(VOVWORLD) - Sebelum munculnya kertas dan teknologi percetakan modern, Sleukrit (buku yang ditulis di atas daun) merupakan cara utama bagi masyarakat Khmer untuk melestarikan dan menyebarkan pengetahuan kebudayaan dan peradabannya yang gemilang. Saat ini, manuskrip-manuskrip kuno sedang menghadapi kerusakan dan kehilangan. Menghadapi kenyataan yang mengkhawatirkan itu, Bapak Lot Loeng, seorang yang telah menghabiskan lebih dari 20 tahun untuk meneliti dan mentranskrip manuskrip-manuskrip Sleukrit, telah menyediakan waktu dan antusiasmenya untuk mengajarkan metode menulis di atas daun dan menyalin manuskrip secara gratis.

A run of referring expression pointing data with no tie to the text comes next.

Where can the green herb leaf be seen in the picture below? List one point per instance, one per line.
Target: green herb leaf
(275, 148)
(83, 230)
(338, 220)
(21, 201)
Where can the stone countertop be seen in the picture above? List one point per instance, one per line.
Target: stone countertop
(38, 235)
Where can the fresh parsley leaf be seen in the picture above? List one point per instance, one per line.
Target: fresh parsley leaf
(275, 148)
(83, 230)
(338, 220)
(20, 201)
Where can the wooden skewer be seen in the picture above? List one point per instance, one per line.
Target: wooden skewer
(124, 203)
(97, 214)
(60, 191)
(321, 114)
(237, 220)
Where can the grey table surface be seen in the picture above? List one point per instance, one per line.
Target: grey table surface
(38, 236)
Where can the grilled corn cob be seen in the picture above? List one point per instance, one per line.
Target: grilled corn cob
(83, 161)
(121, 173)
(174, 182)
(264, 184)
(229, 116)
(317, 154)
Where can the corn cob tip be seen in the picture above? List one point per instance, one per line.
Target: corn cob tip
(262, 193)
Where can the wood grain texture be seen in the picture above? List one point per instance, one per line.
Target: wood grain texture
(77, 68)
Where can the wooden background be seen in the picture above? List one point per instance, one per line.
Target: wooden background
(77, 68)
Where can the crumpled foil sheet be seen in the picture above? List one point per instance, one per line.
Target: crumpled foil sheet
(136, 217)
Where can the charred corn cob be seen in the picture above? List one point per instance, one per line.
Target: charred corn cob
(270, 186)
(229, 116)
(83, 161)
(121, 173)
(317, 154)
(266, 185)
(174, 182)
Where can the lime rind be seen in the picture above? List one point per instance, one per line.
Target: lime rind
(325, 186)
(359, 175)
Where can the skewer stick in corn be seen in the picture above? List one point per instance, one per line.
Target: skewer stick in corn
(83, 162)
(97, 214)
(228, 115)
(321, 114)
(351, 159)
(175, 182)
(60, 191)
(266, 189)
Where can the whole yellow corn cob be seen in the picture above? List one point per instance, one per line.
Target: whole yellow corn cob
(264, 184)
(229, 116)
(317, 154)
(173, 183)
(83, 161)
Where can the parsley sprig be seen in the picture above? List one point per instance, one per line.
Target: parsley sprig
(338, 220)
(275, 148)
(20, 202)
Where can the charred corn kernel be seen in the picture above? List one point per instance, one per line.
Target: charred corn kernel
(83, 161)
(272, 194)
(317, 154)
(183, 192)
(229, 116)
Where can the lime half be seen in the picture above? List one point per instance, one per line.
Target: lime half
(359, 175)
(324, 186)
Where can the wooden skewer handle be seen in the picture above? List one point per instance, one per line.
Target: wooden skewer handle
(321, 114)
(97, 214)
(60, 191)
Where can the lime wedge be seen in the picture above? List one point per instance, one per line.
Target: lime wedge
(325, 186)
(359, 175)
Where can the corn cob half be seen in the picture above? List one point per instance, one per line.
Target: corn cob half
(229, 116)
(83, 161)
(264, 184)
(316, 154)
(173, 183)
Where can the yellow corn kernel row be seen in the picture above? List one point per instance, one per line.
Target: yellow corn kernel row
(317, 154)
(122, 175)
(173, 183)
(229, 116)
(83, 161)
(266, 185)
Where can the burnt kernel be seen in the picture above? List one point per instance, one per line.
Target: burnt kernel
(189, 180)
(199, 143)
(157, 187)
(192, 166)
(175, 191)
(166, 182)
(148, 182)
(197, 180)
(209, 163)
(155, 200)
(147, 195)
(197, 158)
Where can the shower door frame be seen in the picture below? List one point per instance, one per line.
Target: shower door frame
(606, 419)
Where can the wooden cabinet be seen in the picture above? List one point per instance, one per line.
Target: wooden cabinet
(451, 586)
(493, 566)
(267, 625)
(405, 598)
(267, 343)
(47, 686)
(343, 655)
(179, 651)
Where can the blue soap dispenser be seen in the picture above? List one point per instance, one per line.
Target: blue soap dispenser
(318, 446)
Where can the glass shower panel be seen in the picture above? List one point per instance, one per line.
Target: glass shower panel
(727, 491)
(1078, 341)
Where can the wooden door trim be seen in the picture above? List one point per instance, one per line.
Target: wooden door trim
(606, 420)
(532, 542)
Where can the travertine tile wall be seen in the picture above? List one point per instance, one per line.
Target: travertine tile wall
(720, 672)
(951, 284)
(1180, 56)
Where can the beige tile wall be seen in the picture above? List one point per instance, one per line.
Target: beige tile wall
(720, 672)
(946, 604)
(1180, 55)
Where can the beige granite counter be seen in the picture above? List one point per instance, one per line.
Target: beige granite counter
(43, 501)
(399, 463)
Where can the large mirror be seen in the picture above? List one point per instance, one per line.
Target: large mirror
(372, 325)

Dengan rasa cinta dan keinginan untuk melestarikan warisan budaya yang ditinggalkan generasi-generasi pendahulu bersama dengan pengetahuan yang dipelajari selama menjadi biksu dari tahun 2000 hingga 2007, Bapak Lot Loeng telah memutuskan untuk terus melakukan penelitian dan menjalankan pekerjaan menulis di atas buku daun sejak tahun 2001 hingga sekarang, meskipun pendapatan dari pekerjaan ini tidak cukup untuk menghidupi keluarganya. Di samping itu, dia juga tidak lupa mengajarkan teknik ini kepada generasi muda. Bapak Lot Loeng mengatakan:
“Saya belajar menulis di atas daun saat berusia 15 tahun, ketika menjadi biksu di pagoda. Dengan keinginan untuk melestarikan dan mengkonservasikan warisan budaya yang ditinggalkan leluhur, saya memutuskan untuk mengajarkan apa yang saya ketahui kepada generasi mendatang. Saya menginginkan agar generasi mendatang tahu bahwa Sleukrit merupakan warisan berharga yang ditinggalkan leluhur kepada kita.”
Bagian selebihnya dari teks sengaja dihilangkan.